The goal of this assignment is to give you practice in preparing different datasets for downstream analysis work. ##Upload dataset cod<-read.csv(C:/Users/hangr/Documents/Acquisition and data management/Tap.csv)

tap<-read.csv("C:/Users/hangr/Documents/Acquisition and data management/Tap.csv")

Tap dataset is an open data dataset found in the opendata website. Tap stands for The New York State Tuition Assistance Program (TAP). It helps eligible New York residents pay tuition at approved schools in New York State. Depending on the academic year in which you begin study, an annual TAP award can be up to $5,165. Because TAP is a grant, it does not have to be paid back. In our analysis we will try to determine how many student take advantages of the stipend and how it is ditributed.

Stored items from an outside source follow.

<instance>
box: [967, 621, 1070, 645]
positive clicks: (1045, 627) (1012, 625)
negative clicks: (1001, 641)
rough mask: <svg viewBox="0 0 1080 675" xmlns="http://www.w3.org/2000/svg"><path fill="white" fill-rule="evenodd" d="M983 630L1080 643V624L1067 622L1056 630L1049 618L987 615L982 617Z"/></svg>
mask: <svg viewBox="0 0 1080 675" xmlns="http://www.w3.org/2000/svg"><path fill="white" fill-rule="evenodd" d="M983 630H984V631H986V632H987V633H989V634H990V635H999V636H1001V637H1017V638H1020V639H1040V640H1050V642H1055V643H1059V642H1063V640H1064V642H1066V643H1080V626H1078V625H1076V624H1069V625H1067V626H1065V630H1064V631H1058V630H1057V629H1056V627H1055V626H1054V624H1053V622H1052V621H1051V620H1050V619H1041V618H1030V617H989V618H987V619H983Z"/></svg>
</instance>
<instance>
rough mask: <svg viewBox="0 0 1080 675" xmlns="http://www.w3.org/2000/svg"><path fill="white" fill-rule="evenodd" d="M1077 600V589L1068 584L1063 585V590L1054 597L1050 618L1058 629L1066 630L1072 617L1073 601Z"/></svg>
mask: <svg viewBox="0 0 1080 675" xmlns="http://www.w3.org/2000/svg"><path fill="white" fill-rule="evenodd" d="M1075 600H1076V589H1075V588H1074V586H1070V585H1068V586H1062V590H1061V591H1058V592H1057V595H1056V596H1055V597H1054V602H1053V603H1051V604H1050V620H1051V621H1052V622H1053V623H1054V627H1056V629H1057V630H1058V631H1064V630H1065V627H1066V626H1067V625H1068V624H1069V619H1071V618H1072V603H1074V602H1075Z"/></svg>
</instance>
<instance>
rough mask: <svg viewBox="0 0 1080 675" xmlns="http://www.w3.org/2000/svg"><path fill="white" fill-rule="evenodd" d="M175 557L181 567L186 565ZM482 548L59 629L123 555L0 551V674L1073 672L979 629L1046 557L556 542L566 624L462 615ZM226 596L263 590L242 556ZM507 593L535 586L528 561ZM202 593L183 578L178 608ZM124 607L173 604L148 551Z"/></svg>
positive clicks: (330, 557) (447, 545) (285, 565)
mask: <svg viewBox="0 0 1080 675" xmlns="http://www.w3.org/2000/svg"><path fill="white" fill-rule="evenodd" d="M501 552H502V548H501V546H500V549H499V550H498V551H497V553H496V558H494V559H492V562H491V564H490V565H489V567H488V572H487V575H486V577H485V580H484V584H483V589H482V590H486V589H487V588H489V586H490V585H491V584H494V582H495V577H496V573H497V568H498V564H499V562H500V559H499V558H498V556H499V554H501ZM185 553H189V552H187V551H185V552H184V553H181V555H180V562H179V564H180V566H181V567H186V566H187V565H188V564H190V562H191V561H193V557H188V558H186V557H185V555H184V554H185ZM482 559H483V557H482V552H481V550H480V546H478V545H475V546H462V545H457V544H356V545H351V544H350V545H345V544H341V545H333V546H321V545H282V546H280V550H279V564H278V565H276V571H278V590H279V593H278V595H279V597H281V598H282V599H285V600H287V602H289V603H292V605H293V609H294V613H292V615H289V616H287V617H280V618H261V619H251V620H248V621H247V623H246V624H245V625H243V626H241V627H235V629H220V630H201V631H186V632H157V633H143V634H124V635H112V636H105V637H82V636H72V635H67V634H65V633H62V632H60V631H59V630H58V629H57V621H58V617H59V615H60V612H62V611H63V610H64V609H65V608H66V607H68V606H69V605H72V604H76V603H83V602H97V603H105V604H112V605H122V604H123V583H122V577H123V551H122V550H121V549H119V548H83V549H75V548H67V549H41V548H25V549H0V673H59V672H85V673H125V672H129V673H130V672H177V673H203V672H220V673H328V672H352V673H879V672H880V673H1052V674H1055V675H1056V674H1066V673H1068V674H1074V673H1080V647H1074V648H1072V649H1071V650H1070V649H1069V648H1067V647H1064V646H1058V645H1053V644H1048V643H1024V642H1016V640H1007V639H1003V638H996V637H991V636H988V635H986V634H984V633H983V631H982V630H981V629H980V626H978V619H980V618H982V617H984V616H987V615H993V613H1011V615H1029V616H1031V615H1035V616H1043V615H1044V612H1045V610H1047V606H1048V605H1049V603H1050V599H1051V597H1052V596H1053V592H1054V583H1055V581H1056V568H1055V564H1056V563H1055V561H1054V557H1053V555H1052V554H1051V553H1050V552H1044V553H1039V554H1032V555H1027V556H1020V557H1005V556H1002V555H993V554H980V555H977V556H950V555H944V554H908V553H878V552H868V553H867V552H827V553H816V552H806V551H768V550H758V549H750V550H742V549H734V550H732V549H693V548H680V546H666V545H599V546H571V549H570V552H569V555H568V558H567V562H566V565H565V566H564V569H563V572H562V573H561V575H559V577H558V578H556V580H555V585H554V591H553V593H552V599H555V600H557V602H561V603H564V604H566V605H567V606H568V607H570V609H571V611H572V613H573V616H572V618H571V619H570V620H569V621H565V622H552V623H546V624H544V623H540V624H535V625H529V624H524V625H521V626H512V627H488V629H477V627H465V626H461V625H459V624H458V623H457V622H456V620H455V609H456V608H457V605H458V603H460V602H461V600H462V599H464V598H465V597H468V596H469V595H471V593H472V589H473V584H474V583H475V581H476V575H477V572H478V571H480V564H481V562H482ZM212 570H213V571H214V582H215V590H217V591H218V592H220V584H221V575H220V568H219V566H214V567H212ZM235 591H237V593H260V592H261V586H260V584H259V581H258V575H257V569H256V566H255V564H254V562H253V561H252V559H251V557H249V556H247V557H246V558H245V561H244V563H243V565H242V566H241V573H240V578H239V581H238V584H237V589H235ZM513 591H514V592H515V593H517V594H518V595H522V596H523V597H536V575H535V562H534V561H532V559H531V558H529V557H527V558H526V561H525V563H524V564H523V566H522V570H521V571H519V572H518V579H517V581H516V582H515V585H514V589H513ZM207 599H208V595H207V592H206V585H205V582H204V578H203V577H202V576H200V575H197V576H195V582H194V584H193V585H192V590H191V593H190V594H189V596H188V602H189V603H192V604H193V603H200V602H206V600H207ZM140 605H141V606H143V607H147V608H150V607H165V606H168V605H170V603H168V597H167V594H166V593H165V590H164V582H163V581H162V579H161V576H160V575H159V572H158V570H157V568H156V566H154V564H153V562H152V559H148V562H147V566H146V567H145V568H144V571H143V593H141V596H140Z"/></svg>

Since the data is already in a structured format we will rename the headers and choose some variables to do the analysis.

Loading the libraries

library(tidyr)
library(dplyr)
## 
## Attaching package: 'dplyr'
## The following objects are masked from 'package:stats':
## 
##     filter, lag
## The following objects are masked from 'package:base':
## 
##     intersect, setdiff, setequal, union
library(ggplot2)

Select the variables needed to do the analysis

#Rename the columns
names(tap)[1]="Year"
names(tap)[4]="Sector"
names(tap)[6]="Age"
names(tap)[11]="Income"
names(tap)[14]="Count"
names(tap)[16]="Amount"
head(tap)

Let’s get the variable needed for the analysis

tap %>%
  select(Year,Sector,Age,Income,Count,Amount)
head(tap)

Get the voulme of dollars distributed every year

amount_year<-tap %>%
  group_by(Year) %>%
  summarise(Total=sum(Amount)) %>%
  arrange(desc(Total))

amount_year

How many people receive the tap every year

count_year<- tap %>%
  group_by(Year, Amount) %>%
  summarise(total=sum(Count)) %>%
  arrange(desc(total))

head(count_year)

Let’s get the highest amount distributed for a year

top_amount<- tap %>%
  group_by(Age) %>%
  top_n(1, Amount)

top_amount

Under age 22 has received the most amount distributed by TAP.

plots_top<-tail(top_amount,20)

ggplot(plots_top, aes(plots_top$Age, plots_top$Amount)) + geom_bar(stat="identity")

The program has expected give young people without income the opportunity to go to college as illustrated in the graph.